Laboratory tests have become routine. Not
only do doctors order lab tests, often patients or even otherwise healthy
people get them done of their own accord. What is important is how we interpret
these reports.
Often the results of the tests are
interpreted in relation to the normal reference range mentioned alongside,
whether the values are within the reference range “normal” or fall outside it
“abnormal”. Labs usually have their own reference range.

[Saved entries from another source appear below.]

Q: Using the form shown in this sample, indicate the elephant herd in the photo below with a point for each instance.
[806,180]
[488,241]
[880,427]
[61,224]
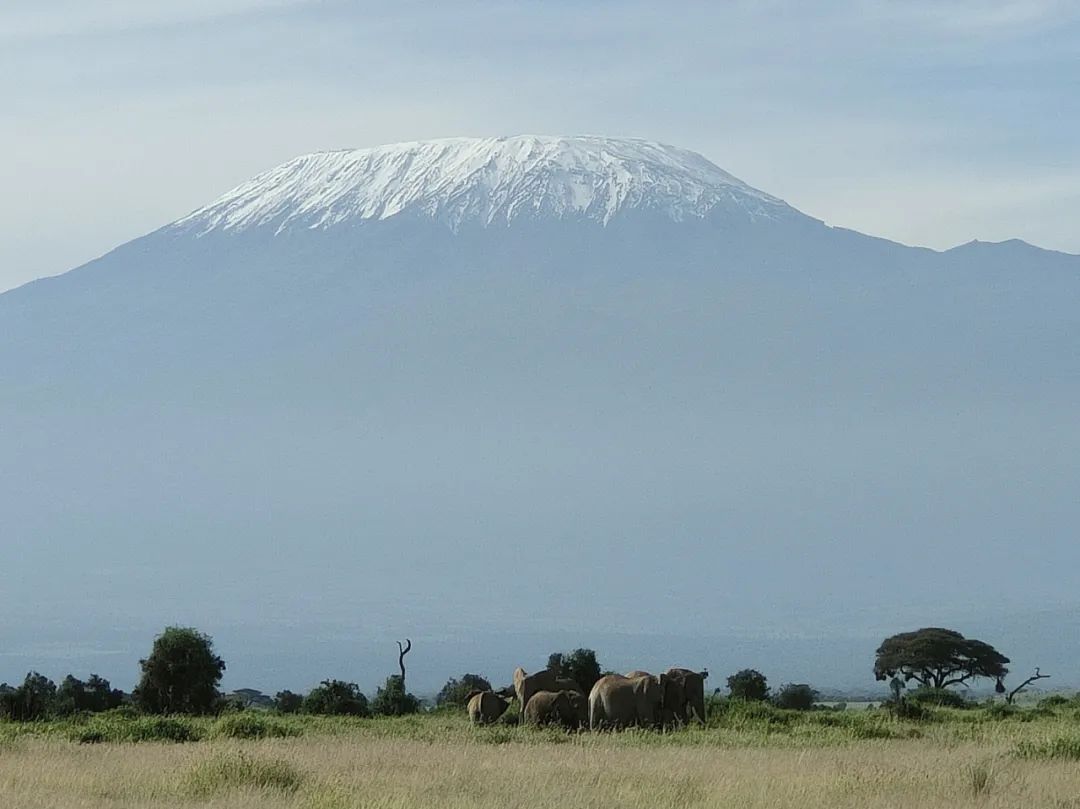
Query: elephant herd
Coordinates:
[637,699]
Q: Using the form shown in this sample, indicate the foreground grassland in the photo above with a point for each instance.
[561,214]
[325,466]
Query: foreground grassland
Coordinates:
[753,757]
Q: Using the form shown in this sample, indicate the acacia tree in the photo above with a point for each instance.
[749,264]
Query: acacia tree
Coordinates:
[937,658]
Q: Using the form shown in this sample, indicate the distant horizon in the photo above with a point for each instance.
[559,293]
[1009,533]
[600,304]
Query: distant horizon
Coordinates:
[974,240]
[925,123]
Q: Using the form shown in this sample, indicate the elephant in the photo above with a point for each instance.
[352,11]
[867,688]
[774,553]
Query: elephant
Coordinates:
[486,706]
[555,708]
[526,685]
[686,693]
[673,712]
[580,704]
[618,701]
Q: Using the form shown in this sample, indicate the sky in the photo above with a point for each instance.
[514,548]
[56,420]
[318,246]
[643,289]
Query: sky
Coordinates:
[925,121]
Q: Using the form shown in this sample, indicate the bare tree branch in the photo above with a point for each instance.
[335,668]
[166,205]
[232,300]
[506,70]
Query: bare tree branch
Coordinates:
[1025,684]
[402,651]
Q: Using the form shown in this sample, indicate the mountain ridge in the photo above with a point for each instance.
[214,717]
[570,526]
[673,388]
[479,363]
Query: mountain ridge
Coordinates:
[486,180]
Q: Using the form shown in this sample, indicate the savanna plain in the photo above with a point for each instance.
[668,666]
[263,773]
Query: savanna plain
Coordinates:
[746,756]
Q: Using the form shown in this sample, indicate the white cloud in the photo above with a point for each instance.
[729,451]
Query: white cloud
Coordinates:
[37,18]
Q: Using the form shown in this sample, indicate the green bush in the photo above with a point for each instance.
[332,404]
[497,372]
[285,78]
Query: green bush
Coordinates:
[795,697]
[939,698]
[336,698]
[287,702]
[252,726]
[393,700]
[1054,700]
[748,685]
[140,729]
[1000,711]
[907,710]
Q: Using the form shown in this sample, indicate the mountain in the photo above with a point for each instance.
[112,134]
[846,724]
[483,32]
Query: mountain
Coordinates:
[531,387]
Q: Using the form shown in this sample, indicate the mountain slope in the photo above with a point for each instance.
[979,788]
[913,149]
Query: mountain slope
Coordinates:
[485,180]
[585,387]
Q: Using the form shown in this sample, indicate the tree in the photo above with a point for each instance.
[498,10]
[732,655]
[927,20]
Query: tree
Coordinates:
[937,658]
[796,697]
[100,695]
[32,700]
[456,691]
[181,674]
[393,700]
[95,695]
[336,698]
[287,702]
[748,685]
[579,665]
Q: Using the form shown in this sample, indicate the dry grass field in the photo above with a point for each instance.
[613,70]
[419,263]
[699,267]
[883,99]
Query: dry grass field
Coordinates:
[441,762]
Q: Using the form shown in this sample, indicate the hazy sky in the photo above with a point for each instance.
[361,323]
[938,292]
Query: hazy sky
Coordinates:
[926,121]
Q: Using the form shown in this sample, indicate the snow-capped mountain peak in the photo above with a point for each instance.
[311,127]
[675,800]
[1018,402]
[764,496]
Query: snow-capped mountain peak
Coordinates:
[485,180]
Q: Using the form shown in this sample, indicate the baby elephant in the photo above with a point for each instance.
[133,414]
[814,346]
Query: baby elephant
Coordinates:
[486,706]
[566,709]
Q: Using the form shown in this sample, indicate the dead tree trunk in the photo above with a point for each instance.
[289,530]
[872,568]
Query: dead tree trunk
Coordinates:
[402,651]
[1025,684]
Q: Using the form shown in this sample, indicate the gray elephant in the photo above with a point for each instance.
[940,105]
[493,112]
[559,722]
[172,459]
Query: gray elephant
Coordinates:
[526,685]
[686,693]
[617,701]
[673,713]
[554,708]
[486,706]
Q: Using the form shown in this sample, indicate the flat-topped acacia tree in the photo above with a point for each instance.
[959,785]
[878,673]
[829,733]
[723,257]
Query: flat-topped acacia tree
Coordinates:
[939,658]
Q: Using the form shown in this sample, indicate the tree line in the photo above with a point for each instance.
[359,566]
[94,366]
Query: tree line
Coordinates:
[183,673]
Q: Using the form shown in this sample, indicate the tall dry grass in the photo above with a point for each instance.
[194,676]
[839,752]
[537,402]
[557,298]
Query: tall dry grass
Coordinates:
[363,771]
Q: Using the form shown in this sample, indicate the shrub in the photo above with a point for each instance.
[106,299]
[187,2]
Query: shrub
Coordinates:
[32,700]
[796,697]
[238,770]
[456,691]
[287,702]
[336,698]
[393,700]
[748,685]
[939,697]
[904,709]
[252,726]
[142,729]
[579,665]
[1054,700]
[1000,711]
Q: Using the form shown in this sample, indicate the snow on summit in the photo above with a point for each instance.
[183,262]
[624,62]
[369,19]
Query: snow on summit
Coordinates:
[485,180]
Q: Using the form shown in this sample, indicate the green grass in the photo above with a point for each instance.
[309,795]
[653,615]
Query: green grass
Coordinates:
[730,725]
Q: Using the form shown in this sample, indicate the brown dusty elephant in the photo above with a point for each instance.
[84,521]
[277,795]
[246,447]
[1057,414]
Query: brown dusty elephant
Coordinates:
[526,685]
[554,708]
[674,699]
[686,695]
[617,701]
[486,706]
[580,704]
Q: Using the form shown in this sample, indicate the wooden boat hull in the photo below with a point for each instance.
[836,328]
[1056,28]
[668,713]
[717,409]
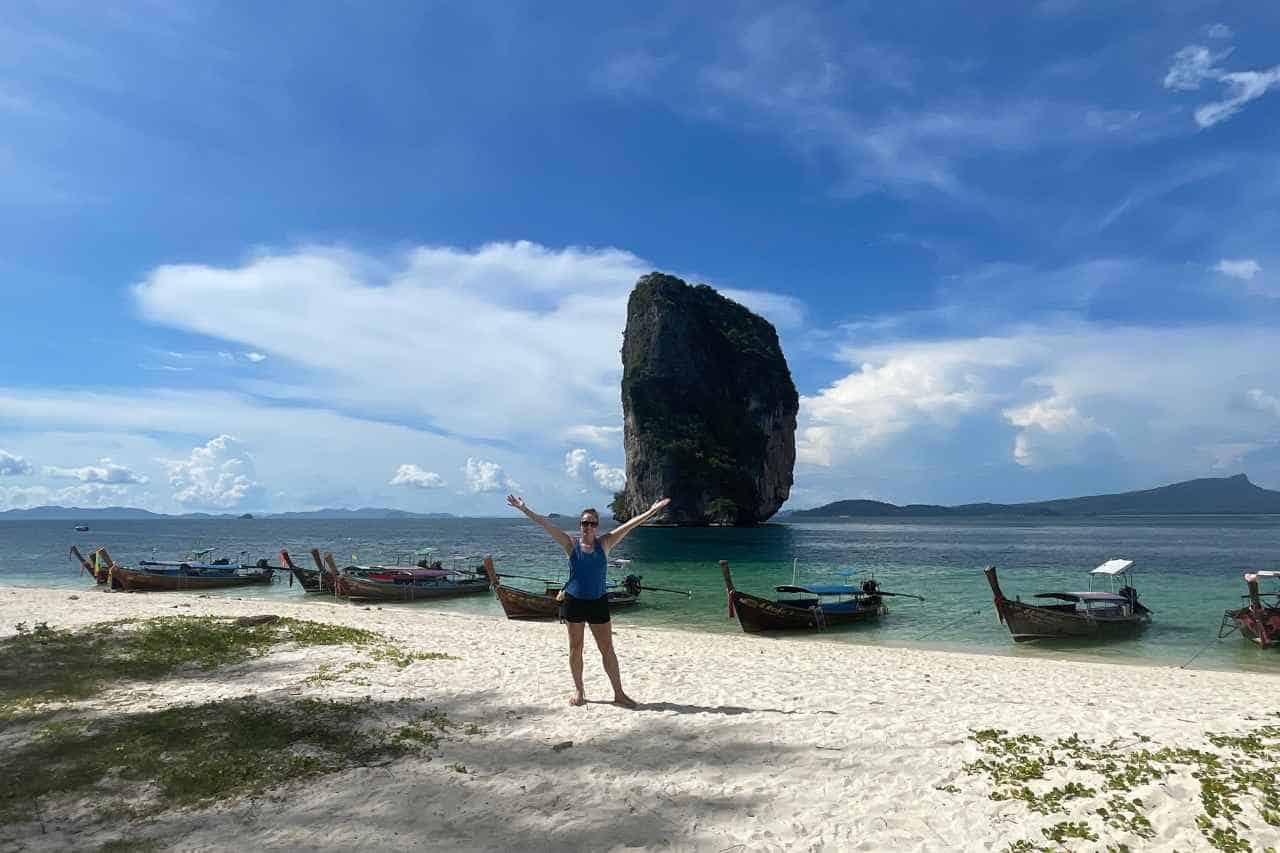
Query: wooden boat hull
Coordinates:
[758,615]
[1028,623]
[521,603]
[1258,623]
[368,589]
[135,580]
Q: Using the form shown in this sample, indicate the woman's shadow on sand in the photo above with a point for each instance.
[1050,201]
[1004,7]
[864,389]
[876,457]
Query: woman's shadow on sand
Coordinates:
[726,710]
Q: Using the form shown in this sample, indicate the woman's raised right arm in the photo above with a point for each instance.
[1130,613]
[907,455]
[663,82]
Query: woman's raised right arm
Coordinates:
[560,536]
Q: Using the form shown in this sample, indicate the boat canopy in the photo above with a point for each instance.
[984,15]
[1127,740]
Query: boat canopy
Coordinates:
[1084,596]
[823,589]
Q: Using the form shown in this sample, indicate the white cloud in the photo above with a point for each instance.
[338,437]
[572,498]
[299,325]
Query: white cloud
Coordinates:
[598,436]
[1242,269]
[1242,87]
[553,318]
[105,471]
[219,474]
[613,479]
[1194,64]
[1264,401]
[895,389]
[1042,398]
[13,465]
[1051,432]
[632,72]
[87,495]
[410,474]
[575,463]
[487,477]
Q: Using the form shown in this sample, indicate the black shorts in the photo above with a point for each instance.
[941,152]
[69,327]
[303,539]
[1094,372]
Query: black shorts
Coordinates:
[585,610]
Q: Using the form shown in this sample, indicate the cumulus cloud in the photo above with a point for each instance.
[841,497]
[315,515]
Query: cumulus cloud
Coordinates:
[219,474]
[1264,401]
[1048,396]
[1051,432]
[575,463]
[105,471]
[553,315]
[1242,269]
[410,474]
[487,477]
[895,391]
[1196,64]
[613,479]
[13,465]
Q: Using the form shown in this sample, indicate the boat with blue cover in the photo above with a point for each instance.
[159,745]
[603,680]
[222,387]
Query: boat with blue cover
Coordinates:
[1089,614]
[816,607]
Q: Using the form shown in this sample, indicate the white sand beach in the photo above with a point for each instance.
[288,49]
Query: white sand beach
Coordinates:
[741,743]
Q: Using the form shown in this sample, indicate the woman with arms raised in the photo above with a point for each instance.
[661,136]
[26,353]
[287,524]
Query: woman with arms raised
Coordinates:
[585,598]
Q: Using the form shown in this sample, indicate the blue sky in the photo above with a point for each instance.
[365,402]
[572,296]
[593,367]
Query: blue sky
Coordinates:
[297,255]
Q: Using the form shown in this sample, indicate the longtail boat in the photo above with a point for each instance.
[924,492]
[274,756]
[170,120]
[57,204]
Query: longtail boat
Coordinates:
[314,580]
[1258,620]
[817,607]
[402,583]
[520,603]
[1082,615]
[96,566]
[183,578]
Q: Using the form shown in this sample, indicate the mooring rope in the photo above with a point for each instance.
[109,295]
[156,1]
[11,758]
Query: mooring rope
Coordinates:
[1200,652]
[968,614]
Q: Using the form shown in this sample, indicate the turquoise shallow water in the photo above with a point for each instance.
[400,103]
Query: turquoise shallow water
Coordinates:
[1188,570]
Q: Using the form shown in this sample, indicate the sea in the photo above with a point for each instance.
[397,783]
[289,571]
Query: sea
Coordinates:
[1188,570]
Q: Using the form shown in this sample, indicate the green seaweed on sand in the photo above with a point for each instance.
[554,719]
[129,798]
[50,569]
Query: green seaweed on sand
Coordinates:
[49,665]
[192,755]
[1239,785]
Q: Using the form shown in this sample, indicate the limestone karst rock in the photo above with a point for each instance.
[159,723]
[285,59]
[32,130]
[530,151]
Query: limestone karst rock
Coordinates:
[709,407]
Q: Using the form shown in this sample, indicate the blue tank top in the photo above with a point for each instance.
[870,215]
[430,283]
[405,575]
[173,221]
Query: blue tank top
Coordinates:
[585,571]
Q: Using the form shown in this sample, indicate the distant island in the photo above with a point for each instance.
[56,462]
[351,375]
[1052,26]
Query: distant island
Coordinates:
[1208,496]
[126,512]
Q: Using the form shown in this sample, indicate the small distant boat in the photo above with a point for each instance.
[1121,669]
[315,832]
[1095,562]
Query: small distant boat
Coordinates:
[1082,615]
[521,603]
[816,607]
[1258,620]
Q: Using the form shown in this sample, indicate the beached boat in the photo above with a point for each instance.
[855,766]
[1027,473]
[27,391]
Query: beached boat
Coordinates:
[816,607]
[521,603]
[1082,615]
[182,576]
[96,566]
[1258,620]
[402,583]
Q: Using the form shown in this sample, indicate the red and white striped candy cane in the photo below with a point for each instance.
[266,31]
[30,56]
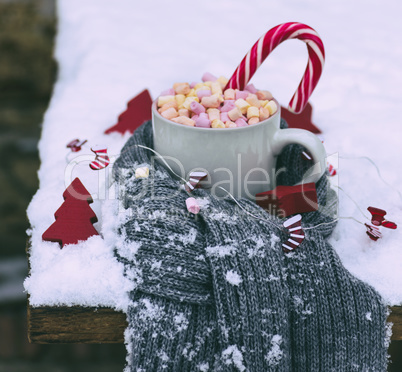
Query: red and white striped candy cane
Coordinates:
[267,43]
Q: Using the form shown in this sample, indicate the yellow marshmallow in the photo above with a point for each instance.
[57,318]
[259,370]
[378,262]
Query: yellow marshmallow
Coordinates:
[184,120]
[202,87]
[211,101]
[168,106]
[213,114]
[264,94]
[242,105]
[272,107]
[192,93]
[253,100]
[234,114]
[264,113]
[217,124]
[181,88]
[180,98]
[184,112]
[222,81]
[229,93]
[187,102]
[252,112]
[164,99]
[216,88]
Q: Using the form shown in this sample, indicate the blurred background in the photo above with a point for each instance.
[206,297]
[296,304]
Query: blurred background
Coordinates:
[27,74]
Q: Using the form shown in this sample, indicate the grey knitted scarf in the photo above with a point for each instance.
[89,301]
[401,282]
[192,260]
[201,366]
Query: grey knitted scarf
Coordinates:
[215,291]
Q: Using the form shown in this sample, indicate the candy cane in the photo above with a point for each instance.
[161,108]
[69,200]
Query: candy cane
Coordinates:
[267,43]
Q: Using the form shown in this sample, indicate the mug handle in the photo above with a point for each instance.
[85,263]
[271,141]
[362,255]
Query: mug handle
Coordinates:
[308,140]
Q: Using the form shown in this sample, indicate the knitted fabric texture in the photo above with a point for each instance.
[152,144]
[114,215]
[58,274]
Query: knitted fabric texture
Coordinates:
[215,291]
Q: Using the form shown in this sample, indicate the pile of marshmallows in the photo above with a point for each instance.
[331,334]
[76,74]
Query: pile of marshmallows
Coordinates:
[206,105]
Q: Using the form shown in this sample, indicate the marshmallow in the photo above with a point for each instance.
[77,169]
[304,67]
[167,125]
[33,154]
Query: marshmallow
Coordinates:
[204,92]
[241,94]
[234,114]
[184,112]
[253,120]
[213,114]
[184,120]
[168,92]
[170,113]
[212,101]
[242,105]
[216,88]
[196,108]
[192,205]
[142,172]
[264,113]
[208,77]
[272,107]
[217,124]
[224,117]
[264,94]
[191,93]
[165,99]
[182,88]
[241,123]
[228,105]
[253,112]
[251,88]
[229,94]
[253,100]
[180,98]
[168,106]
[187,102]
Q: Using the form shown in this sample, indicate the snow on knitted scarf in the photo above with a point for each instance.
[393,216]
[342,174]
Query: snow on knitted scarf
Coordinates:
[215,291]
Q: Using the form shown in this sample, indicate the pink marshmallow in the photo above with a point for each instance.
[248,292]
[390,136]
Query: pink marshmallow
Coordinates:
[241,94]
[251,88]
[208,77]
[224,117]
[203,93]
[203,121]
[196,107]
[228,105]
[241,123]
[192,205]
[168,92]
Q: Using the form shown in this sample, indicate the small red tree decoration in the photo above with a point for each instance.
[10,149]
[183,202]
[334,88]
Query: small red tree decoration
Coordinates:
[74,218]
[138,111]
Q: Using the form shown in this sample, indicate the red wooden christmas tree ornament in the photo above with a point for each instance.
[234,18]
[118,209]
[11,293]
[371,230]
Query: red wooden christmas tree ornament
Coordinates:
[302,120]
[74,218]
[284,201]
[138,111]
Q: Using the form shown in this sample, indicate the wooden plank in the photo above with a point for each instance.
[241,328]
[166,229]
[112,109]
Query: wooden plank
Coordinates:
[48,325]
[396,318]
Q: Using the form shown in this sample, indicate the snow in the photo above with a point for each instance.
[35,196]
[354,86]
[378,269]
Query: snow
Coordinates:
[233,277]
[110,51]
[275,354]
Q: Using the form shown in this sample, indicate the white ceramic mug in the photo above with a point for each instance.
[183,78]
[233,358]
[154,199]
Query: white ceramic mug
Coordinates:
[241,160]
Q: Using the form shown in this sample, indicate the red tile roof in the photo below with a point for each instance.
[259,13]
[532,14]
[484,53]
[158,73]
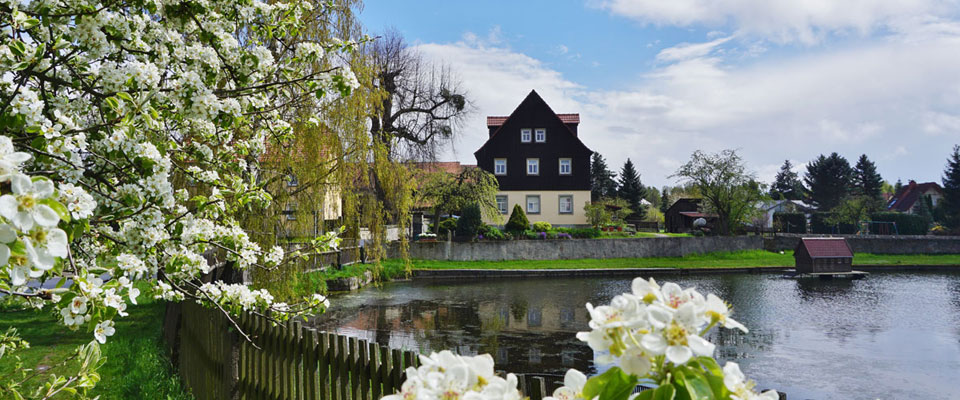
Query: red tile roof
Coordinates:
[827,247]
[496,120]
[909,194]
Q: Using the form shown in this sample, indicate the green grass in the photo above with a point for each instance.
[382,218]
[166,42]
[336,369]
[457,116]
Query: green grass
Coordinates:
[740,259]
[135,366]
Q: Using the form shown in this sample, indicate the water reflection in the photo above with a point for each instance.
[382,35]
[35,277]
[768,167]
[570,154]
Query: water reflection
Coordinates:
[886,336]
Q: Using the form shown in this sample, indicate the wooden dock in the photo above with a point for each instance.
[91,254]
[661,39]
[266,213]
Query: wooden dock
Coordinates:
[827,275]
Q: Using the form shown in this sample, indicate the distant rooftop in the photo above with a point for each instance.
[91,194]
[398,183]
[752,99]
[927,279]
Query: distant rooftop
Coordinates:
[497,120]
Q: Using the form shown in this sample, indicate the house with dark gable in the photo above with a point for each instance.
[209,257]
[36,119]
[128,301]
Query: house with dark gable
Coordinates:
[540,163]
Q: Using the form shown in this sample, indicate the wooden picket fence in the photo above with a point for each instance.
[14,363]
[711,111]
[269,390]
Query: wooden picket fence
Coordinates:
[287,361]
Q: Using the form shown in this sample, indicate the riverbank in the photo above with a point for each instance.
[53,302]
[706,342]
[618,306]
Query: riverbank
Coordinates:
[135,366]
[738,260]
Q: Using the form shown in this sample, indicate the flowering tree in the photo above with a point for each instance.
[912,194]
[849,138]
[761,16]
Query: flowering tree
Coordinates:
[104,106]
[653,335]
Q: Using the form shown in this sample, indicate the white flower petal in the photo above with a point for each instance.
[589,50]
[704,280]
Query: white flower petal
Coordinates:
[45,216]
[8,206]
[700,346]
[679,354]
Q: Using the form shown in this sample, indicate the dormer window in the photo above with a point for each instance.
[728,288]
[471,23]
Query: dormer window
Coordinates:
[566,166]
[533,166]
[500,166]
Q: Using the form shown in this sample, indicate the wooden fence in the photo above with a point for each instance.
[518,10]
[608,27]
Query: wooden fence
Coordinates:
[286,361]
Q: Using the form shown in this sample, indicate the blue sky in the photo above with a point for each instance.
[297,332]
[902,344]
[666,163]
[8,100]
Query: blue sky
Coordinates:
[655,80]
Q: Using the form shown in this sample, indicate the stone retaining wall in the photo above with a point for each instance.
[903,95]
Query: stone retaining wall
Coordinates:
[578,248]
[877,244]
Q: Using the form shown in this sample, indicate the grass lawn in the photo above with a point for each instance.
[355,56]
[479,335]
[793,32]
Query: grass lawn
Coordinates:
[741,259]
[135,366]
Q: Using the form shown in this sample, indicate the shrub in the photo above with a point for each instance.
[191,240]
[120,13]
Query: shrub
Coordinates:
[819,224]
[448,224]
[518,220]
[790,222]
[470,221]
[581,233]
[541,226]
[491,233]
[907,224]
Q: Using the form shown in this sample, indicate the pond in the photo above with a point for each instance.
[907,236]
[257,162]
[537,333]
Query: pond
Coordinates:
[888,336]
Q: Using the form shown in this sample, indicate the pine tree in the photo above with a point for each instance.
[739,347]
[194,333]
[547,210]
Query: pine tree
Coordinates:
[787,184]
[828,181]
[866,181]
[602,183]
[630,188]
[518,221]
[951,190]
[665,199]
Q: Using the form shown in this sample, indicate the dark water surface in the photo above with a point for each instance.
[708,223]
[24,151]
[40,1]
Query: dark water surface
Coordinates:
[888,336]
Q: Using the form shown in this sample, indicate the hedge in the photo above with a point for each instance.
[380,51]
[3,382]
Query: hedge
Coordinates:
[907,224]
[819,225]
[790,222]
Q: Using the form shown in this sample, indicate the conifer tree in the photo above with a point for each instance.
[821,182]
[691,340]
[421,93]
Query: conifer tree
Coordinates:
[602,183]
[630,188]
[951,189]
[518,220]
[866,181]
[665,199]
[787,184]
[828,180]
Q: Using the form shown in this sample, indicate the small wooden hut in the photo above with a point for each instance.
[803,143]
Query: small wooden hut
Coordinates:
[823,255]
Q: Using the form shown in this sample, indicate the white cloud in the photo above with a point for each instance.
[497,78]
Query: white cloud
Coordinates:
[807,21]
[686,51]
[879,99]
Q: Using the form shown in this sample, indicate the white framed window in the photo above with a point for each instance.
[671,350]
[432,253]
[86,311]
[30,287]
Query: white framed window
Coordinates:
[291,210]
[499,166]
[502,204]
[566,204]
[533,204]
[566,166]
[533,166]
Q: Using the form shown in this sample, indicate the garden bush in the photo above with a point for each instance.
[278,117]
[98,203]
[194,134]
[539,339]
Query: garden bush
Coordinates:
[488,232]
[790,222]
[819,224]
[581,233]
[470,221]
[518,220]
[542,226]
[448,224]
[907,224]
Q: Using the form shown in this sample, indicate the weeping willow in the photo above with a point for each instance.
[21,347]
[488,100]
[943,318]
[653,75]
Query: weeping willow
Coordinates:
[329,175]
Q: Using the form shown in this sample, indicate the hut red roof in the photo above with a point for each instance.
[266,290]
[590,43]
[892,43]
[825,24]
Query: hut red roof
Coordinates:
[827,247]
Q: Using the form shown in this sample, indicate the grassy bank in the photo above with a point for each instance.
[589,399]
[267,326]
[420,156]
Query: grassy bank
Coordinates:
[135,366]
[740,259]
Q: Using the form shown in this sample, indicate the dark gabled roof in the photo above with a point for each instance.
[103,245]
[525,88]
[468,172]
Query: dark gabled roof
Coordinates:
[499,121]
[909,194]
[826,247]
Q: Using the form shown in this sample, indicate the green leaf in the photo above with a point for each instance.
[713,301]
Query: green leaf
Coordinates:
[645,395]
[611,385]
[664,392]
[692,384]
[59,208]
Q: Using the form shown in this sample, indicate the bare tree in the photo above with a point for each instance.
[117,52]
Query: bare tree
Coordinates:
[422,106]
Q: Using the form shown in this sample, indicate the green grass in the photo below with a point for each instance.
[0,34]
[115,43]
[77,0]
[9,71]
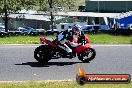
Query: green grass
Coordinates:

Generally, we tend to give too much weight
to a normal result and are reassured by it. But, here it is important to keep
in mind the fact that a normal result is just a picture at that point of time.
It can change.
And, what is equally important is that
instead of looking at a single test result, one should look for trends in the
results. Always compare the results of a particular test with previous reports
even when a result is normal. Results that show change over time i.e. show a
rising or declining trend are important and should not be ignored.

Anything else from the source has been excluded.